Assistant Secretary Tricia McLaughlin was quote in the statement as calling it “beyond a bizarre political stunt” and saying it put agents’ and detainees’ safety at risk.
“Members of Congress are not above the law and cannot illegally break into detention facilities. Had these members requested a tour, we would have facilitated a tour of the facility,” McLaughlin said.
The department said the facility has the proper permits and inspections have been cleared.
An email and phone message left with the mayor’s communications office were not immediately answered Friday afternoon. Kabir Moss, a spokesperson for Baraka’s gubernatorial campaign, said, “We are actively monitoring and will provide more details as they become available.”
The two-story building next to a county prison formerly operated as a halfway house.

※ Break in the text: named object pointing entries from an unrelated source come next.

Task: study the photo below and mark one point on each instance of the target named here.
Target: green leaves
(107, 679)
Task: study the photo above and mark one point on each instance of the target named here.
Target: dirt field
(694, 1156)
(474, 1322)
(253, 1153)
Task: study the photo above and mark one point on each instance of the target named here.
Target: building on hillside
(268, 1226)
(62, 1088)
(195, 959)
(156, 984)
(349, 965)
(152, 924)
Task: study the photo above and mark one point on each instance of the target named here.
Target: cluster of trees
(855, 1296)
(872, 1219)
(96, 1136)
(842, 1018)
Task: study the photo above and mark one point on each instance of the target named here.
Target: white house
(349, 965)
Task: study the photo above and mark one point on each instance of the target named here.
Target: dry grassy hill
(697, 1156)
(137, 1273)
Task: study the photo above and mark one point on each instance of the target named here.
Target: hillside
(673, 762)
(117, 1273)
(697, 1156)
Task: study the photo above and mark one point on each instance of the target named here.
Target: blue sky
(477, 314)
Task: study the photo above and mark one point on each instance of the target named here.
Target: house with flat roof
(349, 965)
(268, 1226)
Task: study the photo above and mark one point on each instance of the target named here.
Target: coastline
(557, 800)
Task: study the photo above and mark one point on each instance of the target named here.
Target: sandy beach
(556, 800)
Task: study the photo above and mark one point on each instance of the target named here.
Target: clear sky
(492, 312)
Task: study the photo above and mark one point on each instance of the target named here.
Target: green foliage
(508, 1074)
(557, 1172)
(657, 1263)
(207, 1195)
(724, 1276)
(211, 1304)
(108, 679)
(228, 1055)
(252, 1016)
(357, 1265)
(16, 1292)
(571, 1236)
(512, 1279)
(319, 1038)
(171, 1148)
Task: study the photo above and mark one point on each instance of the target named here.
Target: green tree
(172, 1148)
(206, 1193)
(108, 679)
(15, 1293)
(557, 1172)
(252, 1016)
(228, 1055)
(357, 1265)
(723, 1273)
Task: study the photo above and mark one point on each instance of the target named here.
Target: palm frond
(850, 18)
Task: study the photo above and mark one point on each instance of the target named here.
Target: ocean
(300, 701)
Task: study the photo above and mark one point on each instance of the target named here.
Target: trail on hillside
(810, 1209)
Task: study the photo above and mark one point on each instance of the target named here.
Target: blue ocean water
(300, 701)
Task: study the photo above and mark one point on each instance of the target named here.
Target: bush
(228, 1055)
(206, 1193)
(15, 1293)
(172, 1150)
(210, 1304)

Then in February, ICE awarded a 15-year contract to The Geo Group Inc. to run the Newark detention center. Geo valued the contract at $1 billion, which is an unusually long and large agreement for ICE.
The announcement was part of President Donald Trump’s plans to sharply increase detention beds nationwide from a budget of about 41,000 beds this year.
Baraka sued GEO Group soon after the deal was announced.
Geo touted the contract with Delaney Hall during its earnings call with shareholders Wednesday, with CEO David Donahue saying it was expected to generate more than $60 million a year in revenue. He said the facility began the intake process May 1.
Hall said the activation of facility and another in Michigan would increase total capacity under contract with ICE from around 20,000 beds to around 23,000.